We have reached peak screen

We have reached peak screen

The smartphone hypnotizes us into screen glaring addicts.

We have zero control of our attention and it makes us feel like we’re losing our mind. Writes Farhad Manjoo in his piece We Have Reached Peek Screen:

Screens are insatiable. At a cognitive level, they are voracious vampires for your attention, and as soon as you look at one, you are basically toast.

There are studies that bear this out. One, by a team led by Adrian Ward, a marketing professor at the University of Texas’ business school, found that the mere presence of a smartphone within glancing distance can significantly reduce your cognitive capacity. Your phone is so irresistible that when you can see it, you cannot help but spend a lot of otherwise valuable mental energy trying to not look at it.

The companies Apple and Google who got us hooked in the first place are now trying to reduce screen time by outsourcing things like to-do’s to voice assistants like Siri.

If Apple could only improve Siri, its own voice assistant, the Watch and AirPods could combine to make something new: a mobile computer that is not tied to a huge screen, that lets you get stuff done on the go without the danger of being sucked in.
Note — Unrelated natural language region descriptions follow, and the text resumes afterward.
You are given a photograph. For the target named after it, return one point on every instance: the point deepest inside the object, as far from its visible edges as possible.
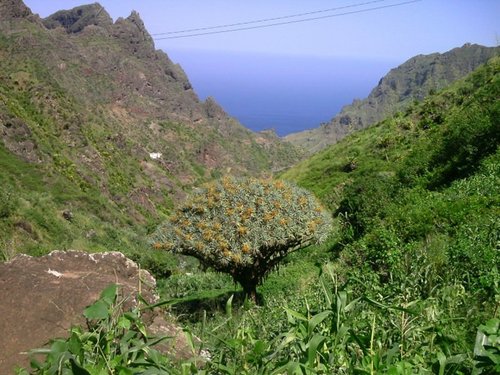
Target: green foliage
(487, 348)
(244, 227)
(116, 342)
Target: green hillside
(410, 81)
(409, 276)
(408, 282)
(97, 123)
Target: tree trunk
(251, 293)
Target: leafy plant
(116, 342)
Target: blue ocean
(286, 93)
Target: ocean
(285, 93)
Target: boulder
(42, 297)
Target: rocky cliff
(89, 105)
(411, 81)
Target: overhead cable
(287, 22)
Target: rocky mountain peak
(134, 33)
(76, 19)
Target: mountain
(94, 119)
(413, 80)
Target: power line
(266, 19)
(287, 22)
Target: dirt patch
(41, 298)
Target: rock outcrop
(41, 298)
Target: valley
(367, 245)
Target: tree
(244, 227)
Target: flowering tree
(244, 227)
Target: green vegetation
(244, 227)
(408, 281)
(409, 284)
(116, 342)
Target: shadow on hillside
(193, 309)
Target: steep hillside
(408, 283)
(413, 80)
(90, 106)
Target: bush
(244, 227)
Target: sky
(297, 75)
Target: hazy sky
(384, 37)
(398, 32)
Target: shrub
(244, 227)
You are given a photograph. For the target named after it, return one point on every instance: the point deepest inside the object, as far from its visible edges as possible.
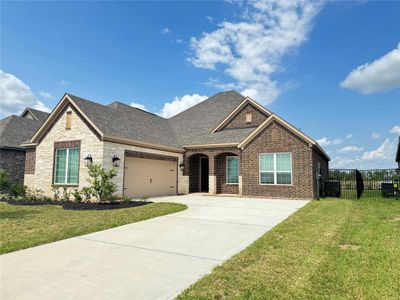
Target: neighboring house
(14, 131)
(227, 144)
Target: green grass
(303, 257)
(27, 226)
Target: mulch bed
(81, 206)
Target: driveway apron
(152, 259)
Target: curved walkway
(152, 259)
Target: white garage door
(148, 177)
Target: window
(275, 168)
(232, 169)
(249, 118)
(66, 169)
(68, 120)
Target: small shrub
(144, 198)
(126, 199)
(56, 192)
(100, 180)
(35, 195)
(66, 194)
(77, 196)
(18, 190)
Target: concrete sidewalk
(152, 259)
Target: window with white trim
(66, 169)
(232, 169)
(275, 168)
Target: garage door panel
(147, 177)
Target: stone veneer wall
(276, 138)
(239, 121)
(44, 160)
(13, 161)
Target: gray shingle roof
(40, 115)
(191, 127)
(124, 121)
(16, 130)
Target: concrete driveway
(153, 259)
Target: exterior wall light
(116, 161)
(88, 160)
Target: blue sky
(330, 68)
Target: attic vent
(249, 118)
(68, 120)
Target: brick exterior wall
(30, 160)
(239, 121)
(276, 138)
(13, 161)
(220, 169)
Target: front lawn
(26, 226)
(335, 249)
Imagine if, instead of tapping endlessly on apps, you could just tell your AirPods, “Make me dinner reservations at 7” or “Check with my wife’s calendar to see when we can have a date night this week.”

That candy-colored rectangular glow is too seductive, a trap that leads into a ludic loop of distraction. It’s about time the tech heads, like car companies did with seat belts, are doing something to preserve our neurological safety.